Influence is No Government: “What the Constitution Means to Me”

Compilation by Maggie Hall Photography

Presented by Greater Boston Stage Company
By Heidi Schreck
Directed by A. Nora Long
Cast on April 19, 2026 featured: Janis Hudson, Joseph Marrella, and Ayannah Joseph as the teen debater

April 10-26, 2026
GBSC Main Stage
395 Main Street
Stoneham, MA 02180

Digital playbill

Critique by Kitty Drexel

STONEHAM, Mass. — One of my favorite movie quotes is from 1994’s semi-feminist western Bad Girls. It stars Madeleine Stowe, Mary Stuart Masterson, Andie MacDowell, and Drew Barrymore as four former sex workers on the run after escaping prison. Masteron’s character Anita Crown inherited a land claim in Oregon when he died. She attempts to validate the claim with a male lawyer. He tells her that only her (dead) husband can claim the land. The law doesn’t acknowledge a woman’s inheritance. 

Famously, Anita replies, “If your laws don’t include me, well then, they just don’t apply to me either.” It’s a quote I wish more women would incorporate into their lives. For the majority of Western and world history, legal documents have excluded women. Embracing intersectional feminism means embracing women’s rights… And wrongs. 

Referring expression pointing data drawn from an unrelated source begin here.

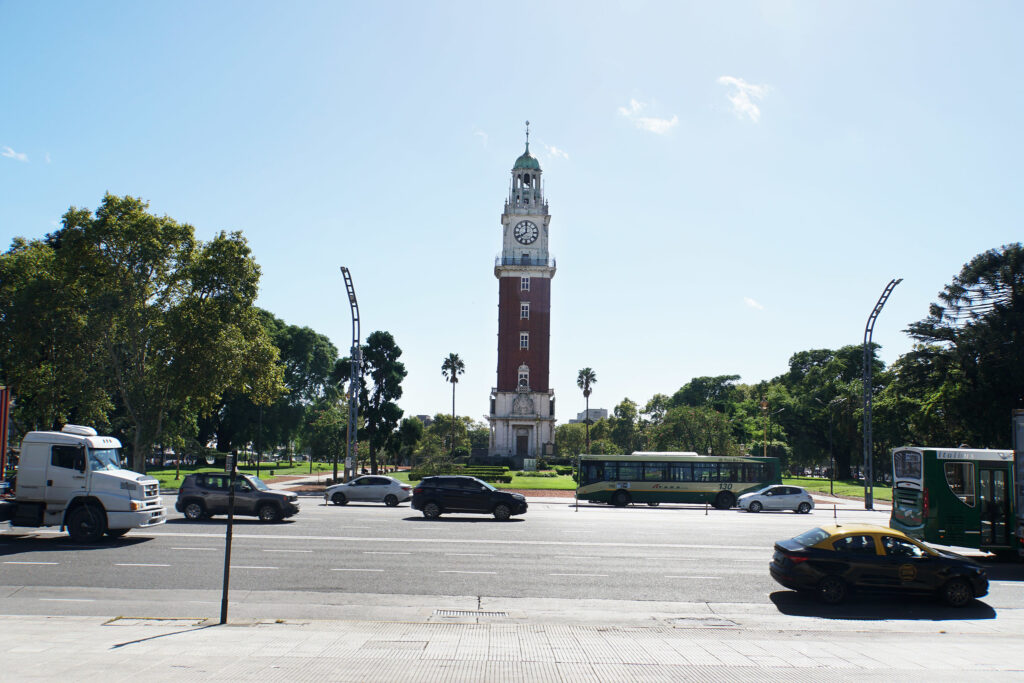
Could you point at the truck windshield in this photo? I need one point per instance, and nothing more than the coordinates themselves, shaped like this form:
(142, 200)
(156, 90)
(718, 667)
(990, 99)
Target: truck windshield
(104, 459)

This is relevant because, as Heidi Schreck aptly tells us in What the Constitution Means to Me, the Constitution of the United States wasn’t written to include women. Or Black people. Or indigenous Native Americans. Or disabled folks. Or queer people. Or anyone else who didn’t identify as a rich, white, cis, male landowner in 1787. Despite (or maybe because of) this historical fact, Schreck tells us why the Constitution and its 27 amendments held special meaning to her. 

With great kindness and sympathy, Heidi Schreck (Janis Hudson) tells us over 90 minutes what the Constitution means to her and why. Schreck’s written voice uses a first-person, creative nonfiction narrative to describe how she debated the Constitution to earn college scholarships. She also tells us how her 15-year-old thoughts affect her today. 

In 1989, Schreck was 15, horny, and debating other hormonal teens for the entertainment of geriatric veterans of foreign wars. Schreck’s spoken voice pleads for patience as she explains why Amendments IX (unnamed rights are entitled to protection of the law) and XIV (immigration rights, sections 1-5) make the Constitution sizzle. To do so, she uses stories from her own life, her mother’s, her grandmother’s, and her great-great-grandmother’s of abortion as healthcare, domestic abuse, and battered women syndrome. Her stories emphasize the bravery of the antagonists and explain how the laws that disinclude her foremothers have harmed women in the U.S. for centuries. She does so without pointing fingers at men. It’s quite magnanimous of her.  

Greater Boston Stage Company’s production of What the Constitution Means to Me is one of the best I’ve seen. In some ways, it’s better than the 2020 Amazon Prime recording featuring playwright Schreck as herself. Schreck performs beautifully, but a live performance such as Hudson’s is always better than a recording. Even if recorded, Hudson’s performance would stand the test of time as a great one. 

Hudson and director Nora Long circumnavigate Schreck’s multipronged coming-of-age tale with respect, dignity, and just enough theatre-kid pizzaz to appeal to most viewers. Hudson prances, weeps, and stalks across the stage in tight, navy pants with enviable energy. Her line delivery is so relatable and honest, her characterization is so welcoming that an audience member might think Hudson was telling her own story, not Scheck’s. And Hudson does it to our faces. 

Long and Matthew Brian Cost, lighting designer, quickly obliterate the fourth wall. The performance begins with its lights up. Hudson speaks directly to us from the stage. Lights come down as Hudson/Schreck reenact moments from Schreck’s childhood debates. The lighting tells us when to listen closely and when to engage with our voices. They are subtle but effective.  

In a way, it is. Any white woman in the GBSC audience could relate to Schreck’s tale as Hudson tells it. Women couldn’t access birth control until 1965; Roe v Wade was decided in 1973; women couldn’t obtain a credit card until 1974. Life without these freedoms that men take for granted is a recent memory. I am the first woman in my immediate family to access comprehensive healthcare, an education, a career, a partner, and a home without the intercession of a man. I am the freest my ancestors have ever been.

With Roe v Wade’s overturning in 2002, none of us knows how long that will remain true for women. There are global rape academies on the internet. Domestic violence is rampant in every country on the planet. In the U.S., women account for only a small fraction of the perpetrators, and neither nonbinary nor trans folk account for the majority of the cases. A lot of women will attend What the Constitution Means to Me, but the people who need to see it the most are men. Women have fought and died for our human and civil rights. To keep them, we must impress our humanity upon the gatekeepers of those rights. Our future depends on it.